Transcript
Professor: In economics, the word "cost" means more than money paid. Today we are going to use opportunity cost to make that broader meaning precise. Opportunity cost is the value of the best alternative you give up when you make a choice.
Suppose you spend Saturday afternoon working at a campus cafe and earn sixty dollars. The money cost of working may be zero, because you do not pay to work. But the opportunity cost is not zero. Maybe your next-best alternative was studying for a chemistry exam. If skipping that study time lowers your exam score, the lost preparation is part of the cost. Or maybe your next-best alternative was visiting family. Then the forgone family time is the relevant cost.
This is why opportunity cost depends on the decision maker. The same action can have different opportunity costs for different people. A student with no exam next week may face a low cost of working Saturday. A student with a scholarship requirement tied to grades may face a much higher cost.

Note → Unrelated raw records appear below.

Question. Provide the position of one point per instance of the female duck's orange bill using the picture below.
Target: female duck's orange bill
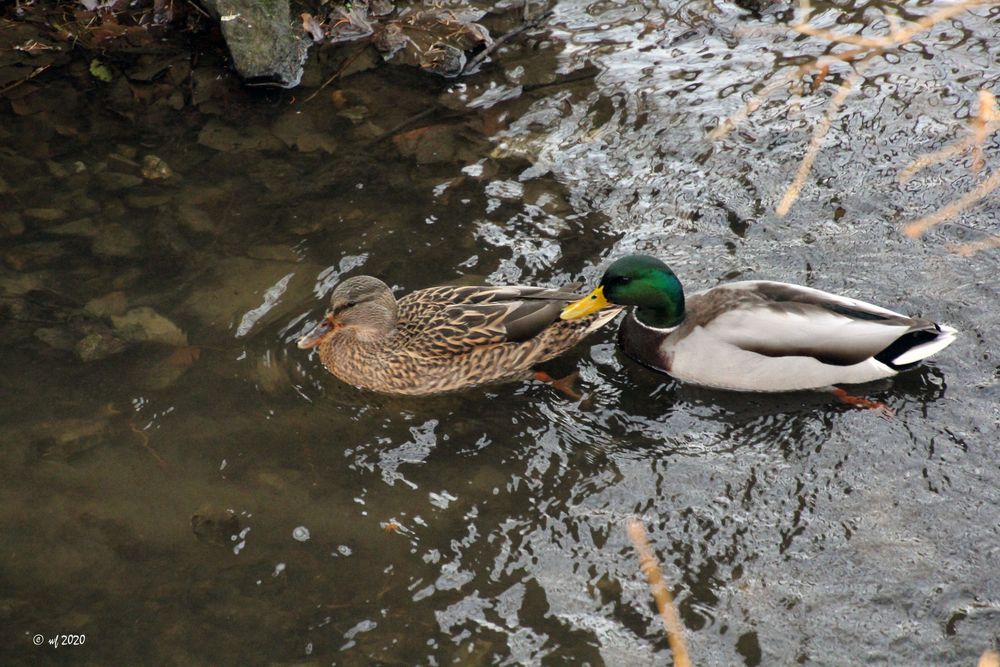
(318, 333)
(591, 303)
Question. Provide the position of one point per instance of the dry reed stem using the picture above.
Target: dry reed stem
(970, 249)
(664, 601)
(867, 49)
(819, 134)
(981, 125)
(916, 229)
(932, 158)
(984, 123)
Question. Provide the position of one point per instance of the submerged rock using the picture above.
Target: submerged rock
(221, 137)
(84, 227)
(215, 526)
(99, 345)
(146, 325)
(108, 305)
(115, 241)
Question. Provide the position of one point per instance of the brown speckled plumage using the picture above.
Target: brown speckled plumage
(443, 338)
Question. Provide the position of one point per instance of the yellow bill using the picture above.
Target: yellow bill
(591, 303)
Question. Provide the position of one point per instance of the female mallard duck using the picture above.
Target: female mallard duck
(757, 335)
(443, 338)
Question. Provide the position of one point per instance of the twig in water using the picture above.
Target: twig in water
(916, 229)
(985, 122)
(866, 49)
(970, 249)
(819, 134)
(664, 601)
(336, 75)
(476, 61)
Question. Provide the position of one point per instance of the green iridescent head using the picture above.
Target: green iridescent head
(641, 281)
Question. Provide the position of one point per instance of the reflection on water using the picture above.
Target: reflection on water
(184, 486)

Opportunity cost also helps explain why economists pay attention to time. Money prices are visible, but time prices are often hidden. Think about a free museum day. The ticket price is zero, but if the line takes two hours, the visit still has a cost. People with flexible schedules may be willing to wait. People with hourly jobs may not, because the time spent in line replaces paid work.
Businesses use the same idea. If a factory uses its machines to make bicycles, it cannot use those same machines at the same time to make scooters. Even if the machines are already owned, their use has an opportunity cost: the profit from the best product not made. Ignoring that cost can make a decision look profitable when it is actually using resources poorly.
So the concept is simple, but it changes how we evaluate choices. Do not ask only, "What did I pay?" Ask, "What was the best alternative I gave up?" That second question is what makes opportunity cost central to economic reasoning.
Question 1: Main idea
What is the lecture mainly about?
Answer: B. The professor defines opportunity cost and then uses student time, museum lines, and factory production as examples of the same concept.
Question 2: Detail
Why does the professor mention a free museum day?
Answer: C. The museum example makes the hidden time cost visible. The ticket is free, but the two-hour wait replaces another possible use of time.
Question 3: Inference
What would the professor probably say about a factory that ignores the profit from scooters when choosing to make bicycles?
Answer: A. The professor says the machines' use has an opportunity cost: the profit from the best product not made.